- [pdf] [supp]
Emphasizing Complementary Samples for Non-Literal Cross-Modal Retrieval
Existing cross-modal retrieval methods assume a straightforward relationship where images and text contain portrayals or mentions of the same objects. In contrast, real-world image-text pairs (e.g. an image and its caption in a news article) often feature more complex relations. Importantly, not all image-text pairs have the same relationship: in some pairs, image and text may be more closely aligned, while others are more loosely aligned hence complementary. In order to ensure the model learns a semantically robust space which captures nuanced relationships, care must be taken that loosely-aligned image-text pairs have a strong enough impact on learning. In this paper, we propose a novel approach to prioritize loosely-aligned samples. Unlike prior sample weighting methods, ours relies on estimating to what extent semantic similarity is preserved in the separate channels (images/text) in the learned multimodal space.
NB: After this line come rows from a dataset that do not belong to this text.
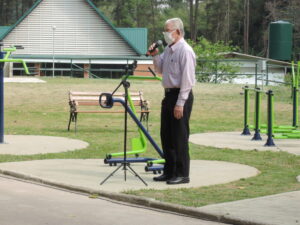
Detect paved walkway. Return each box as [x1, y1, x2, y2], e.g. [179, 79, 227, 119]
[199, 191, 300, 225]
[0, 159, 259, 192]
[4, 77, 46, 83]
[0, 177, 225, 225]
[190, 132, 300, 155]
[0, 135, 89, 155]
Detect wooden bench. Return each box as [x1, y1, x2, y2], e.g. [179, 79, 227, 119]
[68, 91, 150, 131]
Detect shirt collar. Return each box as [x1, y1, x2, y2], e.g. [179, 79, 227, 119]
[170, 37, 184, 52]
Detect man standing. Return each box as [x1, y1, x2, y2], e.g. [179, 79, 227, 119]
[148, 18, 196, 184]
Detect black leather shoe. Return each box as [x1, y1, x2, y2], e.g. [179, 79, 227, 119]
[153, 174, 170, 181]
[167, 177, 190, 184]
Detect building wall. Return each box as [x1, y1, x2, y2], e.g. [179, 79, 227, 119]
[4, 0, 137, 56]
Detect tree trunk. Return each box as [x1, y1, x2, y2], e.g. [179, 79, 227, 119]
[190, 0, 194, 39]
[192, 0, 200, 41]
[244, 0, 249, 54]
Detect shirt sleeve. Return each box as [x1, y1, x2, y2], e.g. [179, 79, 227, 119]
[176, 51, 196, 106]
[153, 53, 164, 73]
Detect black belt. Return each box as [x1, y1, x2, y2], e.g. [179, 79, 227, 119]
[165, 88, 180, 93]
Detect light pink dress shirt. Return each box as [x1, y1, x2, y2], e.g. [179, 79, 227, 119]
[153, 38, 196, 106]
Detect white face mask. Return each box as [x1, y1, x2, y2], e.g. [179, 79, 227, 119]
[163, 30, 175, 45]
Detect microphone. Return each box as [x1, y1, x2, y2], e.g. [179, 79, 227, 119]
[146, 40, 163, 56]
[148, 67, 157, 77]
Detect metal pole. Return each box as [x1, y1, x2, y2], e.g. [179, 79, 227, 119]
[241, 86, 251, 135]
[52, 26, 56, 78]
[252, 88, 262, 141]
[0, 43, 4, 143]
[265, 90, 275, 146]
[255, 63, 257, 88]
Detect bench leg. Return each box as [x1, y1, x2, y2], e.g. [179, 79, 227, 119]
[68, 113, 73, 131]
[74, 113, 77, 133]
[68, 112, 77, 131]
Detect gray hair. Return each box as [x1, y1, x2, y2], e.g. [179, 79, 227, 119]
[165, 18, 184, 37]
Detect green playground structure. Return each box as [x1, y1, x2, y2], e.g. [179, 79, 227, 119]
[0, 45, 30, 75]
[242, 62, 300, 146]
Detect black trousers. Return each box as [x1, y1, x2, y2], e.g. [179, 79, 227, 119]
[160, 89, 194, 178]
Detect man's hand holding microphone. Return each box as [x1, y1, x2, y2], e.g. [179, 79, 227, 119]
[146, 40, 163, 56]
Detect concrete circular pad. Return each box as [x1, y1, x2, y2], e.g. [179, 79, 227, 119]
[0, 159, 259, 192]
[0, 135, 89, 155]
[190, 132, 300, 155]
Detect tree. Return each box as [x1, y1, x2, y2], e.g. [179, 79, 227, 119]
[189, 37, 238, 83]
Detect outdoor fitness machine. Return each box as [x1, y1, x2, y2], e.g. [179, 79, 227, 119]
[99, 61, 164, 186]
[242, 62, 300, 146]
[104, 67, 165, 174]
[0, 42, 29, 144]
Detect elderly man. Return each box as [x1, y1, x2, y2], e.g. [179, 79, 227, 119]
[148, 18, 196, 184]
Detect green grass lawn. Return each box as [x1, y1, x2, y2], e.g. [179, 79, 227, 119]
[0, 78, 300, 206]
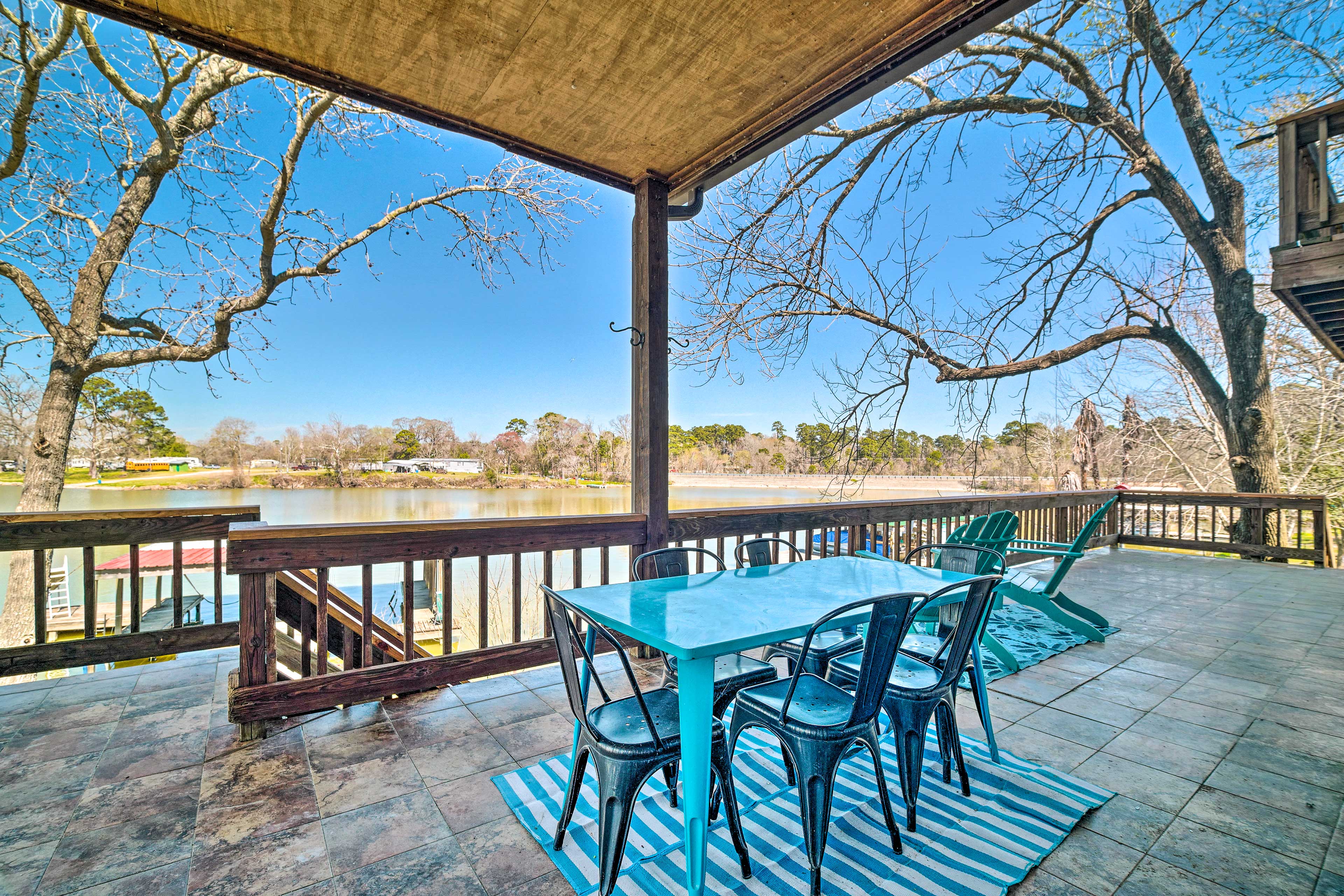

In particular, the image-text pair weights in the retrieval loss focus learning towards samples from diverse or discrepant neighborhoods: samples where images or text that were close in a semantic space, are distant in the cross-modal space (diversity), or where neighbor relations are asymmetric (discrepancy). Experiments on three challenging datasets exhibiting abstract image-text relations, as well as COCO, demonstrate significant performance gains compared to recent state-of-the-art models and sample weighting approaches.